Data handling & analysis:
- All data must be saved on the Laskowski Lab Box. Save it in your folder and use intuitive and clear file naming practices.
- The Box is backed up but make sure to save your data somewhere else too –either locally on your own hard drive, or an external hard drive. The more copies the better (ask Kate about how she lost an entire summer’s worth of data if you don’t believe this happens).
- After your raw data is collected, it’s critical that you keep track of every step from data cleaning to analysis to final results. At a bare minimum you need to keep a copy of the “raw” data in an un-corruptible format (this can be paper data sheets, saved images of stained brains and/or a pdf version of a digital excel file).
- All data cleaning/transformations should be done in R and using version control–never write over datafiles but ‘save as’ and append the date in the format e.g. “Data_project_YYYYMMDD.csv”
- Final data analysis should be compiled in an R markdown file that reproduces exactly the results that go in the paper.
File management:
- Managing all the files related to a single project is difficult. It is important to use intuitive and informative names for your files and to organize them well in different subfolders.

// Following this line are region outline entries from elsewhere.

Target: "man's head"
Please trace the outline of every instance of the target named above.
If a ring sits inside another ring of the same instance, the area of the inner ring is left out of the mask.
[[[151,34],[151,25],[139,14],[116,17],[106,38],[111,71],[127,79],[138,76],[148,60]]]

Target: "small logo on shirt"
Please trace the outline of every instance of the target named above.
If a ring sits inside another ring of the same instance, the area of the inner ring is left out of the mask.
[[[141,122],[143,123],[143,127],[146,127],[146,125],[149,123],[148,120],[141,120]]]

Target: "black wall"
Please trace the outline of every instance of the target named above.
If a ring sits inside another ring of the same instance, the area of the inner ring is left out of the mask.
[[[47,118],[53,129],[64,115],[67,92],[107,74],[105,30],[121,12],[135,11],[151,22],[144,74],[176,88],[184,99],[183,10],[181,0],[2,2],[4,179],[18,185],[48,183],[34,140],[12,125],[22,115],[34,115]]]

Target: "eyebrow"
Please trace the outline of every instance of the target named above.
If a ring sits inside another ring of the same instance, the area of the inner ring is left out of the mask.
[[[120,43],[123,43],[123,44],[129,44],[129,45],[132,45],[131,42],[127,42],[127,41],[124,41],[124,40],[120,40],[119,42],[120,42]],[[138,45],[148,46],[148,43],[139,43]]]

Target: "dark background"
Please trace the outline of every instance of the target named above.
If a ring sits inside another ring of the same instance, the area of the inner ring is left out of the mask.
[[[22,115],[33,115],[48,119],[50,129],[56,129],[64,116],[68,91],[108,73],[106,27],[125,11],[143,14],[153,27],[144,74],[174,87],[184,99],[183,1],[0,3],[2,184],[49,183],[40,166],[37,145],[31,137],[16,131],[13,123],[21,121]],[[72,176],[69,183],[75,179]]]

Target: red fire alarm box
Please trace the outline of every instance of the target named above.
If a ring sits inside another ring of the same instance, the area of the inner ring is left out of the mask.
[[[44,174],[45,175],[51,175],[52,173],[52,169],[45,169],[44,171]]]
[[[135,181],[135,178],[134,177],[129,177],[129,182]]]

- For each project create a folder with an informative name within your folder on Box. It is useful to create sub-folders for each major step of a project; a potential organization is listed below.
- Project Name
- Design–includes any schedules, diagrams, predictions etc. you generated when you were designing the experiment
- Raw Data–includes the raw data, meta-data, and the saved ‘incorruptible’ formats. Once data is put in here it should not be handled again
- Analysis –includes the data file that you will perform data cleaning and analysis on. All R files, R Markdown files and figures can be saved here
- Manuscript –all files related to writing up your manuscript. Always a good idea to append the date (YYYYMMDD) to help keep track of manuscript versions
- Old files– this is optional, but I am loathe to delete just about any file in case you find you need it later. Instead I put all old files into a folder like this to keep.
- Project Name
Public deposit:
- All data and analysis files will be publicly deposited when the paper is published.